Anisotropic etching of single crystalline SiC using molten KOH for SiC bulk micromachining

Abstract

Microelectromechanical systems (MEMS) devices made of single crystalline silicon carbide (SiC) are attractive for applications in harsh environment, because SiC is chemically inert and semiconductor devices made of SiC can be operated at very high temperature. On the other hand, due to its chemical inertness, controllable etching of SiC has been difficult. Molten KOH etching has been widely used to detect crystalline defects in SiC as etch pit in crystal growth researchers. Some etch pits have hexagonal shape, indicating anisotropic etching nature. Therefore, molten KOH etching may have potential as a SiC MEMS fabrication process. In this study we have developed the anisotropic wet chemical etching of single crystalline hexagonal SiC using molten KOH for SiC bulk micromachining. 6H-SiC (0001)Si face and (000-1)C face substrates are used.
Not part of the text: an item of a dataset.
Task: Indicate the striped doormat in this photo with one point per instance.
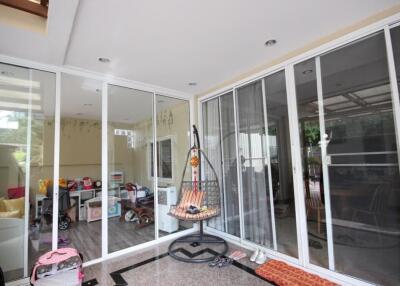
(283, 274)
Etching rates of (0001)Si and (000-1)C faces at 490 °C are evaluated to be 37 nm/min and 3.1 &#956;m/min, respectively, indicating that the (0001)Si face is etched almost 100 times slower than the (000-1)C face is. Cross sectional analysis of etched structure of (000-1)C face revealed that inclined crystal plane was formed as a sidewall with some undercut. To assess in-plane etching anisotropy, ring shape mesa structures are formed on SiC (0001)Si face by RIE and then etched by molten KOH. Ring shape changed into hexagonal shape, clearly indicating etching rate along <11-20> direction is larger than <1-100> direction in (0001)Si face.